Among distinguished sociologists, Charles Horton Cooley was an American sociologist. Cooley refused to label himself a sociologist, and sought to merge history, philosophy, and social psychology. Charles Horton Cooley is best known for his concept of the looking glass self, a concept that a person's self grows out of society's interpersonal interactions and also the perceptions of others. The way in which the individual's sense of self is 'mirrored' and reflected through others. Cooley's The Theory of Transportation (1894), was noted for its conclusion that towns and cities tend to be located at the confluence of transportation routes, the 'break in transportation'. In Human Nature and the Social Order (1902) he detailed the way in which social responses affect the emergence of normal social participation.

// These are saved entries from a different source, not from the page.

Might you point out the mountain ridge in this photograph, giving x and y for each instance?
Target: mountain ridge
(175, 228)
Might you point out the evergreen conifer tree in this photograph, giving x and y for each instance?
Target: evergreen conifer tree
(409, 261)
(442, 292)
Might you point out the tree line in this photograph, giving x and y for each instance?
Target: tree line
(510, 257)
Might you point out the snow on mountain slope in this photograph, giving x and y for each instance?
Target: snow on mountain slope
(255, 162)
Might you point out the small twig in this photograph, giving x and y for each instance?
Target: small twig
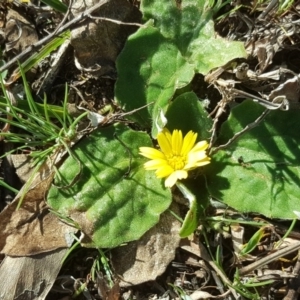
(294, 283)
(204, 255)
(269, 258)
(64, 18)
(240, 133)
(116, 21)
(129, 154)
(53, 34)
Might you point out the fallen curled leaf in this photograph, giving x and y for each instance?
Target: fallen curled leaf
(32, 229)
(147, 258)
(29, 277)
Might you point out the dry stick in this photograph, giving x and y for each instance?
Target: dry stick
(268, 259)
(294, 283)
(53, 34)
(240, 133)
(204, 255)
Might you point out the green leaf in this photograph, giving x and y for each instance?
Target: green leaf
(41, 54)
(195, 191)
(110, 207)
(260, 171)
(189, 25)
(186, 113)
(155, 62)
(150, 69)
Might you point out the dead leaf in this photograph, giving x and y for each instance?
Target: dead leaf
(29, 277)
(97, 43)
(32, 229)
(147, 258)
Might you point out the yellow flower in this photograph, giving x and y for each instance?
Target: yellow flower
(178, 155)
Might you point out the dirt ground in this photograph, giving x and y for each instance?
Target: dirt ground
(273, 43)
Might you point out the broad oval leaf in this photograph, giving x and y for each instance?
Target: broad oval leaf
(95, 190)
(260, 171)
(150, 69)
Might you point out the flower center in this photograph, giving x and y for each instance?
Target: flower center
(177, 162)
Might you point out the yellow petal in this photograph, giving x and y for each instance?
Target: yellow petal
(177, 142)
(164, 143)
(195, 164)
(188, 142)
(195, 156)
(164, 171)
(155, 164)
(200, 146)
(171, 180)
(151, 153)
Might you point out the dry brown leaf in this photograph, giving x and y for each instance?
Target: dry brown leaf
(98, 43)
(147, 258)
(29, 277)
(32, 229)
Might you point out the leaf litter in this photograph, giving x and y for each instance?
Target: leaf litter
(33, 239)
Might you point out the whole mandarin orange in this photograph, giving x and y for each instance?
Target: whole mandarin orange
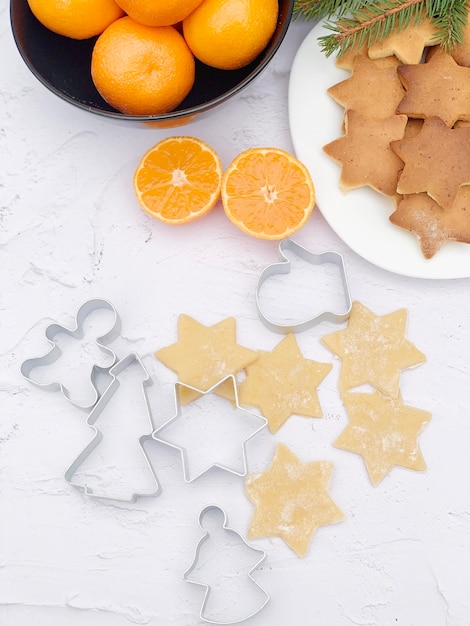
(158, 12)
(142, 70)
(77, 19)
(229, 34)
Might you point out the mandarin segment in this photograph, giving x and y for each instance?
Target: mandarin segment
(384, 432)
(267, 193)
(291, 500)
(178, 180)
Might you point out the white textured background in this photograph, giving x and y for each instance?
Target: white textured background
(71, 230)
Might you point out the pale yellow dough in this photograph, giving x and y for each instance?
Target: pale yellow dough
(205, 355)
(373, 350)
(384, 432)
(282, 383)
(291, 500)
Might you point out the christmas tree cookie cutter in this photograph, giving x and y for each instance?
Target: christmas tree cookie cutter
(188, 576)
(93, 416)
(76, 333)
(284, 267)
(233, 404)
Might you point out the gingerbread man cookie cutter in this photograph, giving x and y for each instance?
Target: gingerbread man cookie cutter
(284, 267)
(77, 333)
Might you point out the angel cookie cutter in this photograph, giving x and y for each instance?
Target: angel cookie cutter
(76, 333)
(144, 380)
(210, 559)
(284, 267)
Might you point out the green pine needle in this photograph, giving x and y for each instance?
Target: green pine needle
(356, 22)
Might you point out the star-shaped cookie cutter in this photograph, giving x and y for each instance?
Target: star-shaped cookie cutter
(76, 332)
(98, 436)
(284, 267)
(183, 451)
(206, 536)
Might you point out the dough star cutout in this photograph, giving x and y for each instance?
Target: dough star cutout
(291, 500)
(282, 383)
(384, 432)
(373, 350)
(203, 355)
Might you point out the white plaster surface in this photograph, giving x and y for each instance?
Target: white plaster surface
(71, 230)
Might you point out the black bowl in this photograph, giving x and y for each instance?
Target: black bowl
(63, 66)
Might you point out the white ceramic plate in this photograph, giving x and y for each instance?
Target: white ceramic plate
(359, 217)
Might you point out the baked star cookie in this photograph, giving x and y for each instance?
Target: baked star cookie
(365, 155)
(437, 161)
(282, 383)
(433, 225)
(373, 350)
(384, 431)
(407, 44)
(291, 500)
(372, 90)
(439, 88)
(203, 355)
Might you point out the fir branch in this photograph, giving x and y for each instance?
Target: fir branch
(371, 23)
(450, 23)
(356, 22)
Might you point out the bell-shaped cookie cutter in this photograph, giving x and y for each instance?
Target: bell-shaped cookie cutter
(75, 332)
(284, 267)
(186, 576)
(98, 436)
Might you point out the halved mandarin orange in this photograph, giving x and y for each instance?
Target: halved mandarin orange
(267, 193)
(178, 180)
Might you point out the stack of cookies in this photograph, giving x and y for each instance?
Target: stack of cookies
(407, 131)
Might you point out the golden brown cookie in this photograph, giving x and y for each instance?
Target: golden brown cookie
(204, 355)
(372, 91)
(384, 431)
(365, 155)
(291, 500)
(407, 44)
(282, 383)
(373, 350)
(438, 87)
(437, 161)
(433, 225)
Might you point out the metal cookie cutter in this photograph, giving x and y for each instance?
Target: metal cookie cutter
(77, 332)
(204, 556)
(95, 413)
(159, 436)
(284, 267)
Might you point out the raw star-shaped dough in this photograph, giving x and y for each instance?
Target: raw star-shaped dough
(433, 225)
(204, 355)
(365, 155)
(282, 383)
(291, 500)
(373, 350)
(372, 90)
(439, 88)
(407, 44)
(384, 432)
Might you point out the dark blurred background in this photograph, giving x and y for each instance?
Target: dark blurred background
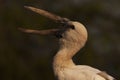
(29, 57)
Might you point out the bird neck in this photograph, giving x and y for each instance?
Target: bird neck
(63, 58)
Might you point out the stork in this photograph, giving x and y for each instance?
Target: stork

Cooley extended the concept of the "looking-glass self" in Social Organization (1909), in which he sketched a comprehensive approach to society and its major processes. Cooley's 'primary group', characterized by close, intimate, face-to-face interaction, contrasted with the larger and more disparate 'nucleated group' or the 'secondary group', whose members were rarely in direct contact. Charles Horton Cooley was a founding member of the American Sociological Association. In Human Nature and the Social Order (1902) he foreshadowed George Herbert Mead's discussion of the symbolic ground of the self by detailing the way in which social responses affect the emergence of normal social participation.
Cooley viewed society as a constant experiment in enlarging social experience and in coordinating variety. Cooley analyzed the operation of such complex social forms as formal institutions and social class systems. Class differences reflect different contributions to society.